Vangelo: Mt 10,37-42 Clicca per vedere le Letture (Vangelo: )

Visualizza Mt 10,37-42

In quel tempo, Gesù disse ai suoi apostoli: 37Chi ama padre o madre più di me, non è degno di me; chi ama figlio o figlia più di me, non è degno di me; 38chi non prende la propria croce e non mi segue, non è degno di me. 39Chi avrà tenuto per sé la propria vita, la perderà, e chi avrà perduto la propria vita per causa mia, la troverà.

40Chi accoglie voi accoglie me, e chi accoglie me accoglie colui che mi ha mandato. 41Chi accoglie un profeta perché è un profeta, avrà la ricompensa del profeta, e chi accoglie un giusto perché è un giusto, avrà la ricompensa del giusto. 42Chi avrà dato da bere anche un solo bicchiere d’acqua fresca a uno di questi piccoli perché è un discepolo, in verità io vi dico: non perderà la sua ricompensa».

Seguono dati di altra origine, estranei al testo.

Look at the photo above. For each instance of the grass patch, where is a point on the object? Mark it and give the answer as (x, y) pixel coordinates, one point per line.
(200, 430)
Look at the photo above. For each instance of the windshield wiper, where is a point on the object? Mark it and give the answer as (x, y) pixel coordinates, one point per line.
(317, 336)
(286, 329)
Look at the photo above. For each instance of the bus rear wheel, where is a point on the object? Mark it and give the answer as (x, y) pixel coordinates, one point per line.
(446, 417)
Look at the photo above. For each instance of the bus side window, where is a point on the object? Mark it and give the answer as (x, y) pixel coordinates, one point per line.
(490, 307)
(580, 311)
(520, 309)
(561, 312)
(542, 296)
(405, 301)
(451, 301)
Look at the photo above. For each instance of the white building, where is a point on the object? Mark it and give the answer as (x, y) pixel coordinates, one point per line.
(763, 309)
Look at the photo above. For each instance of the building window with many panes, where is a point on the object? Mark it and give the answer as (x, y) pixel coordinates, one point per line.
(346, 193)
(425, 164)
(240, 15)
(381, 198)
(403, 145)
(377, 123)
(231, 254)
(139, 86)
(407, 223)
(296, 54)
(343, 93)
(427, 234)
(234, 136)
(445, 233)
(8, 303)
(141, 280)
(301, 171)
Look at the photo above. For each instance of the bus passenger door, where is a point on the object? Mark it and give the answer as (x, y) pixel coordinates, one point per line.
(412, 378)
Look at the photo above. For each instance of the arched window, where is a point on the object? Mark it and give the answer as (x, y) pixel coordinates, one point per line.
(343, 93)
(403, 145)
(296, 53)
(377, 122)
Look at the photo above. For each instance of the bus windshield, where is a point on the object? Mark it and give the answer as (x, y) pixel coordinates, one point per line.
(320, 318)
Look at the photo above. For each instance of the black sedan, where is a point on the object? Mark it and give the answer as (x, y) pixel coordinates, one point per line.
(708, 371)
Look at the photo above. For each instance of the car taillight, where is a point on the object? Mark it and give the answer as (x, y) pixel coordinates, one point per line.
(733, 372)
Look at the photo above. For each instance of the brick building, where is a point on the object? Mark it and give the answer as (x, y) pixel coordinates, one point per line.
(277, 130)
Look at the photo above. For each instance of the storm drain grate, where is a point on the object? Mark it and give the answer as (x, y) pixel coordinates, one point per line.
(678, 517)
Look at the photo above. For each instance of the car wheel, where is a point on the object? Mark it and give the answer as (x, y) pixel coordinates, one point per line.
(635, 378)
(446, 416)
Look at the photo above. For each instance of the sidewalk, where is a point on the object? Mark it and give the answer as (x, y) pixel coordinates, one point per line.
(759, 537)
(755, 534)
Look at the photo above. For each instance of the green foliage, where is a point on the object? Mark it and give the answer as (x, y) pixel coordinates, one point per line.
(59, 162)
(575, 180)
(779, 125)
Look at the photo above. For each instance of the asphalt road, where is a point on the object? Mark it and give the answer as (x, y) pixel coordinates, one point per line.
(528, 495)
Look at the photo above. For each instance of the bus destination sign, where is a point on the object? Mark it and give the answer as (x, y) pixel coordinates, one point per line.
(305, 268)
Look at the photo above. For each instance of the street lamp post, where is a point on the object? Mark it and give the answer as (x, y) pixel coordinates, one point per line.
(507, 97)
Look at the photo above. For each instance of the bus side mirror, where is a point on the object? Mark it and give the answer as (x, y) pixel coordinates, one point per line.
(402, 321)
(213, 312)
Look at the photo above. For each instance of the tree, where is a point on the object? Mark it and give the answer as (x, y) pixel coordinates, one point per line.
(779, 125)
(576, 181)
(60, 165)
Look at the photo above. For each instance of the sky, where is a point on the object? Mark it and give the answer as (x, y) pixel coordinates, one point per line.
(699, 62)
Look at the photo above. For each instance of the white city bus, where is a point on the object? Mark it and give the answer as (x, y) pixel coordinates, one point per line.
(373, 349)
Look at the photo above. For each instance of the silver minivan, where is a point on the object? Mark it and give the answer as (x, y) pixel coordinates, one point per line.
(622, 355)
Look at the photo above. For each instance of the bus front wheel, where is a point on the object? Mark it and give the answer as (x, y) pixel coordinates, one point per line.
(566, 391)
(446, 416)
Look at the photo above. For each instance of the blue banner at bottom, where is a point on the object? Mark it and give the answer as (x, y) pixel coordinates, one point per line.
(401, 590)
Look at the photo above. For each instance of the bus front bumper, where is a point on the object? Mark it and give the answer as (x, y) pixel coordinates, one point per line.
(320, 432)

La nostra è una vita invasa da tanti amori: sorgono spontanei, s'annidano dentro la nostra sensibilità, ci prendono il cuore, agitano l'esistenza quotidiana, sono fonte di qualche soddisfazione, ma più spesso finiscono in disillusione e amarezza. Ogni istinto spontaneo è ambiguo: contiene una briciola di bene che ci incanta, ma entro elementi che abbisognano di purificazione e rettifica.

Ogni istinto va assunto da una libertà, e ogni bene va misurato su una verità. Oggi Gesù, con lucidità disarmante e provocatoria, ci richiama alla razionalità degli amori e al loro di più religioso come unica intenzionalità che esaurisce il nostro bisogno di verità e di bene.

1) RADICALISMO RELIGIOSO

"Chi ama il padre o la madre più di me non è degno di me; chi ama il figlio o la figlia più di me non è degno di me". Parole di una lucidità e di un radicalismo che affascinano perché scuotono e contestano il nostro modo di vivere anche gli amori più "viscerali" e spontanei; non per invalidarli, ma per dirli insufficienti. L'amore dei genitori e dei figli è sacro, e Gesù l'ha vissuto e comandato; ma va iscritto in un quadro più vasto che è quello del riferimento a Dio d'ogni cosa, della verità del suo progetto. Altrimenti si caricano le cose d'una ricchezza che non posseggono, e quindi ci deludono; altrimenti si mescolano delle ambiguità che rovinano i giusti rapporti tra persone.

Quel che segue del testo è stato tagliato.